Название | Мессия |
---|---|
Автор произведения | Дмитрий Мережковский |
Жанр | Историческая литература |
Серия | Египетские романы |
Издательство | Историческая литература |
Год выпуска | 1926 |
isbn |
– По нашей тайной мудрости, – заговорил он, спеша, чтобы скрыть ее и свое смущение, – ближе человека к Богу зверь, ближе зверя злак, ближе злака персть, Мать Земля; и глыба раскаленной персти – солнце, сердце мира – Бог.
– А он этого не знает? – спросила Дио.
– Не знает, – ответил Пентаур, поняв, что она говорит о царе Ахенатоне. – Если бы знал, не ругался бы над Матерью…
«А может быть, и я, вечная дева, не-мать, тоже чего-то не знаю», – подумала Дио.
Шли от святилища Мут к храму Амона по священной дороге Овнов, исполинских, изваянных из черного гранита, уставленных в ряд по обеим сторонам дороги.
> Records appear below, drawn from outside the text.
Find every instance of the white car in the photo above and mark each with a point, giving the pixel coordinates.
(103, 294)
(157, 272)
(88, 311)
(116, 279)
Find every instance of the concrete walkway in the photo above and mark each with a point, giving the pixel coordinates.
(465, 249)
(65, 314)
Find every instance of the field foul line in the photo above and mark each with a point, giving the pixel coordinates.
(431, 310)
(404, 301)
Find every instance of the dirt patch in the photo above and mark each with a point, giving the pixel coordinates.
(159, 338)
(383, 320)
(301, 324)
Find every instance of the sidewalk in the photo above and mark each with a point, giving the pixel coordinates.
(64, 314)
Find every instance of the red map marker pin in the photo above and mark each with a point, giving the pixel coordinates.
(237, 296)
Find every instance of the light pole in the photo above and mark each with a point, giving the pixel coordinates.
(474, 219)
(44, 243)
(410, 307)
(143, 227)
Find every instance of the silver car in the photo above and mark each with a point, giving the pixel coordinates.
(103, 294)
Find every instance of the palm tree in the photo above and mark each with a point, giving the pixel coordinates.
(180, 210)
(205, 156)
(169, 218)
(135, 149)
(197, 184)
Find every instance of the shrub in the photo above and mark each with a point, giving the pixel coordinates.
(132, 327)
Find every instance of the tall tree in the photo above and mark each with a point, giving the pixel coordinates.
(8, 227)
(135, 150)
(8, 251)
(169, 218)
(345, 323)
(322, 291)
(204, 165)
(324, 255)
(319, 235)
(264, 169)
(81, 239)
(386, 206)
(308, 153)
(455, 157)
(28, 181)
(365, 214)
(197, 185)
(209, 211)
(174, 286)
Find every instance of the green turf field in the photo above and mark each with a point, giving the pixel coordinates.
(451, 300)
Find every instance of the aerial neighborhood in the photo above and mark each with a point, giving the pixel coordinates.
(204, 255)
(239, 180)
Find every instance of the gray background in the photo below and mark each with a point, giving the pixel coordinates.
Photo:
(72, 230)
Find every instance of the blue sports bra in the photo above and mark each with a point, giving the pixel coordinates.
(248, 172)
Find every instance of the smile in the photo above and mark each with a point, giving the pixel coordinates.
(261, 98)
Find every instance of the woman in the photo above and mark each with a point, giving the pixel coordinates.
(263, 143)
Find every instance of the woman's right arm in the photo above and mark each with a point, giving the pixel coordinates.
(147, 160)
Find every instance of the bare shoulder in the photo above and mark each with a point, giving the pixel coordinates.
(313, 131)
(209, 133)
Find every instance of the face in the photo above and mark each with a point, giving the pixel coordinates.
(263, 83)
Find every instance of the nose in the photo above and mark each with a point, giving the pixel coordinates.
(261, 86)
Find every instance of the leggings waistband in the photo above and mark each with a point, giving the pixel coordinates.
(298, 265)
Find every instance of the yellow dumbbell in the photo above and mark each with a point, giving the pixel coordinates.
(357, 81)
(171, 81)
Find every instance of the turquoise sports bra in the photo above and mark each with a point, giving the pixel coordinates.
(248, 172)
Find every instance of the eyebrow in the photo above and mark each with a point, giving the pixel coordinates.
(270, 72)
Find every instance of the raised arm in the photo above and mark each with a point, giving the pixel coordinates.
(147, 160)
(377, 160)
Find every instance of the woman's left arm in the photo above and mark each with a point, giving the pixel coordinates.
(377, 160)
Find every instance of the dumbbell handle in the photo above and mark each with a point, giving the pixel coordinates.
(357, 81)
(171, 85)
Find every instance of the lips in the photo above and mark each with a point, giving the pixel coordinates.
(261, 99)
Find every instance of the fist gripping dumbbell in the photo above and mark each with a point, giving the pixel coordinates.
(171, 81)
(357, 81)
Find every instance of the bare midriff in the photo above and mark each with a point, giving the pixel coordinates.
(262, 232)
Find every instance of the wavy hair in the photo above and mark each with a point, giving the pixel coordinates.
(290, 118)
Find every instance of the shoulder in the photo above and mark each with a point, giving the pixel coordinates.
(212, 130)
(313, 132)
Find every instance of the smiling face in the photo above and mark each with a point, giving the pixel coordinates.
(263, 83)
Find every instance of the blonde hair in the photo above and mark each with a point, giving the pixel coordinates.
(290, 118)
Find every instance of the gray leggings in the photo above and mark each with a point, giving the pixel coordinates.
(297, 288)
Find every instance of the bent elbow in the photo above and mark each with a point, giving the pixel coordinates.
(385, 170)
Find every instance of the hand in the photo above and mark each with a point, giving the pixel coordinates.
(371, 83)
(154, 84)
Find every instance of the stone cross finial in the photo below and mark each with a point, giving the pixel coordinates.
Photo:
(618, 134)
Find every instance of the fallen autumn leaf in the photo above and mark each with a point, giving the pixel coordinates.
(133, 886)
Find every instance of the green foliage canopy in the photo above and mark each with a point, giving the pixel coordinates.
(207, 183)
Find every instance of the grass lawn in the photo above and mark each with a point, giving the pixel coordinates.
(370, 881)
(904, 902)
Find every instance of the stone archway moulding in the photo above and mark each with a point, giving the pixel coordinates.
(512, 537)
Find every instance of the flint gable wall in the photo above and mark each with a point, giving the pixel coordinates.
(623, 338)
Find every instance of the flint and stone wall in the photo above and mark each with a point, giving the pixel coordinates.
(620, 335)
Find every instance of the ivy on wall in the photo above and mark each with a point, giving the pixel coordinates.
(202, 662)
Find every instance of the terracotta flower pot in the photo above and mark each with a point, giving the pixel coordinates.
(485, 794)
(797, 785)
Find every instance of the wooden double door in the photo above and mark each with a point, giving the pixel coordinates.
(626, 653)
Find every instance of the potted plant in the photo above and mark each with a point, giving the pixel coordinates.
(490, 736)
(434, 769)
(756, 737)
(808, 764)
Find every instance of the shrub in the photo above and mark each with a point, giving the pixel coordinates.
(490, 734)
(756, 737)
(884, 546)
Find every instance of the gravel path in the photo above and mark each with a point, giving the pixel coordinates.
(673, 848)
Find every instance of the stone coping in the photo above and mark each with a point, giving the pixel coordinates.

У каждого на темени, между завитыми книзу рогами, был солнечный диск Амона-Ра, а между поджатыми передними ногами – маленькая, точно детская, мумийка покойного царя Аменхотепа, отца Ахенатонова: бог-зверь обнимал умершего, как будто нес его в вечную жизнь.
Все они, казалось Дио, смотрели на нее так, как будто хотели сказать: «Богоубийца».
Подошли к пилону – огромным, отдельно от храма стоящим вратам, подобью усеченной пирамиды, с радужно-пернатым шаром солнца на челе и высокими для флагов мачтами. По обеим сторонам пилона два гранитных великана, совершенно одинаковых, изображали царя Тутмоза Третьего, Ахенатонова прапрадеда, первого всемирного завоевателя.
В божеских тиарах сидели они на престолах, сложа руки на коленях, в вечном покое, с вечной улыбкой на плоских губах. А над ними ветхие флаги сломанных мачт трепались жалкими отрепьями. Птицы, свившие гнезда в тиарах, громко кричали, точно смеялись, и стекал по черным ликам белыми струями птичий помет.
Пентаур прочел вслух иероглифную надпись пилона – речь бога к царю:
– «Радуйся, сын мой, почтивший меня. Я отдаю тебе землю В долготу и в широту. С радостным сердцем пройди ее всю победителем».
И ответ царя богу:
– «Я вознес Египет во главу народов, ибо вместе со мной почтил он тебя, бога Амона Всевышнего».
По тому, как читал Пентаур, Дио поняла, что он сравнивает великого прадеда с ничтожным правнуком.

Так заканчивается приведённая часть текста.